I’m writing this to you from my tiny studio apartment in the Buldangdong neighborhood of Cheonan, South Korea. I flew into Incheon last Sunday night around 6PM and then took a bus to Cheonan where my school director picked me up and brought me to my apartment. I went to bed almost immediately after having been on the road (or in the sky) for what felt like forever, but was realistically closer to 18 hours.
I went straight to work that Monday, getting to know my coworkers and shadowing classroom teaching for a few days. Wednesday I started teaching my own classes. It’s funny how preparing to teach sucks, but actually teaching is fun. I’m not sure how that works, but that’s what I feel so far. I hate planning, so I guess I need to just get good at looking like I plan well. But I really do love teaching the kids and playing with them.

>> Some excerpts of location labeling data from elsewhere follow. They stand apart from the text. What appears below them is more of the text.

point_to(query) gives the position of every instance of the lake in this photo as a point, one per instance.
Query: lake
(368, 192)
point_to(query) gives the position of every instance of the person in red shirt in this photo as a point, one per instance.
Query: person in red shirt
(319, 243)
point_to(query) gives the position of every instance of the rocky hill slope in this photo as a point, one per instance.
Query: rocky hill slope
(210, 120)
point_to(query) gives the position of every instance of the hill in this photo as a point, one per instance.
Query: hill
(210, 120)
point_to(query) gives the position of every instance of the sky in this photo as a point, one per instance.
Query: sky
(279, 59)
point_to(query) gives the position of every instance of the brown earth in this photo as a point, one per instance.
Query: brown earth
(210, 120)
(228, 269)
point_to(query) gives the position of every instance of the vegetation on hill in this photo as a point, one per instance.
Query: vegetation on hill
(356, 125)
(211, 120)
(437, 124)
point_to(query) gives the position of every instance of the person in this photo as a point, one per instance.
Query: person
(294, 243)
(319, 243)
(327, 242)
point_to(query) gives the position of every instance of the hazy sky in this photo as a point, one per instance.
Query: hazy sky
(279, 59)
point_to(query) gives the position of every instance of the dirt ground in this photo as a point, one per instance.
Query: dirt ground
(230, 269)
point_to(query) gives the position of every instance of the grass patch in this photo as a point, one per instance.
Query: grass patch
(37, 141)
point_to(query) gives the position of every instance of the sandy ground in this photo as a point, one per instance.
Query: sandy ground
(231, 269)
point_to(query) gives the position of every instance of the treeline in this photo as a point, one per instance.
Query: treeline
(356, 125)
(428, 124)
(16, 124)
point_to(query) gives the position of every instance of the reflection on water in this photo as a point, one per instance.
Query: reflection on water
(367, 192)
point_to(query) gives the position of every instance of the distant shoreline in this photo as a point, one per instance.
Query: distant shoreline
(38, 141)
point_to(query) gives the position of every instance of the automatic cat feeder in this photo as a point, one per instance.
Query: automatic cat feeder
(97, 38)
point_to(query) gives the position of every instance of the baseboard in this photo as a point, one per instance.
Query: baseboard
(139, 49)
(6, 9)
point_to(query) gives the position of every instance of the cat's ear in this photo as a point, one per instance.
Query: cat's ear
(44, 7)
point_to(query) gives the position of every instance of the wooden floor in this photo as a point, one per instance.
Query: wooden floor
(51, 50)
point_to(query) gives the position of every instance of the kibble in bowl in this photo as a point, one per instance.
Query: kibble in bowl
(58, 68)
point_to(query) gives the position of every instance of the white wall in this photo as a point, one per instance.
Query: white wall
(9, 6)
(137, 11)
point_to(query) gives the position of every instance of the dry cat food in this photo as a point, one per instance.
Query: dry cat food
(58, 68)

My kids are between the ages of 5 and 12. A pretty wide range. Most of the teachers at my school have been there for several years, so it doesn’t seem like a place with high churn rate, which is good. The owners of the school seem nice enough and have been helping me get my medical screenings and immigration work squared away, but maintain a general stoicism that I’m coming to expect from them as the year progresses.

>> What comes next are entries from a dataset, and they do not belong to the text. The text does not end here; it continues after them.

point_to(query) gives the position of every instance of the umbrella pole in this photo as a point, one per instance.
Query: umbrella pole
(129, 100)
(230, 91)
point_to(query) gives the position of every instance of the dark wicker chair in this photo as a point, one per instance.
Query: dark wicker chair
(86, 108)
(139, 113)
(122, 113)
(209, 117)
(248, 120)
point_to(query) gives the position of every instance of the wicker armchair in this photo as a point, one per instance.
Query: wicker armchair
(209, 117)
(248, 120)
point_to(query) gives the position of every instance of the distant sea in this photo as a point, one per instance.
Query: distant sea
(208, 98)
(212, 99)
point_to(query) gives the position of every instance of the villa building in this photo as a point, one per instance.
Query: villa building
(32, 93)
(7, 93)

About 36 hours into getting here I started to feel a little off. The jetlag, which I’m familiar with from traveling abroad a few times, was really getting the best of me. I was waking up in the middle of the night or super early in the morning and unable to fall asleep. I started to feel a little sick on Wednesday and tried to ward it off by going to bed early, but with all the clamor and stress of being a new teacher, by Friday night, I was fully in the grips of some awful virus. Headaches, chills, body aches, sweats, stuffy nose and probably fever. I was a mess. I really wanted to go out and explore this weekend and thought about trying to power through it, but realized I was going to have zero luck with that. So I went home after work on Friday, meditated and took a short nap. I woke up feeling way worse and tried to grab food in a restauraunt right near my apartment and was politely asked to leave because the lady running the place spoke no English and couldn’t take my order. So, I went across the street to the other place I knew of in my neighborhood and had porridge for dinner (see picture above). It was good, but I’ve already had it 3 times this week and wanted something different.

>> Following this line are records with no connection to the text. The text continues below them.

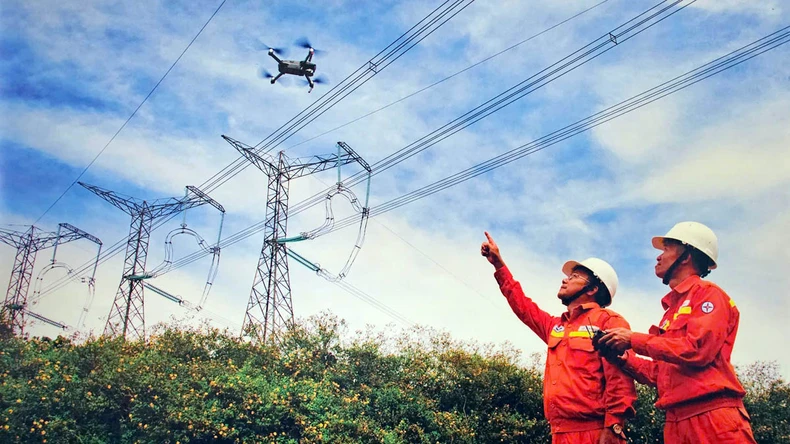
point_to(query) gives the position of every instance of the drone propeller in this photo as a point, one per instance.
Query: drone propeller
(318, 80)
(304, 43)
(277, 51)
(265, 74)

Saturday I woke up feeling terrible still, so I pretty much stayed in bed all day until 5 PM, when I put some clothes on and forced myself to leave the house in search of food. I went down to where my school is, where I know there are restaurants with picture menus that I can order from and grabbed some food. One of the ladies working at the restaurant heard my voice and saw me generally looking and feeling like shit and brought me over a big cup of hot broth and told me in broken English to drink it and that it would make me feel better. It was a very nice gesture and one I appreciated very much. After that I made my way back home, talked with my mom on Facebook chat and then went to bed early again and woke up a reasonable hour today.
So, all-in-all, South Korea has been an interesting experience so far. The little kids are fantastic. The food is very good and interesting (and very cheap!). Getting sick my first weekend was a huge bummer, but I’m hoping I’m developing anti-bodies that will ward off more germs as the year goes along. I need to find some vitamin C packets somewhere and make that a daily regimen.
I’ll try to keep these updates going out as regular as possibly without being spammy. I’m off to find some bibimbap for dinner and hopefully avoid getting asked to leave for having no Korean language skills yet. Luckily I found a few survival phrases on my phone that night help me.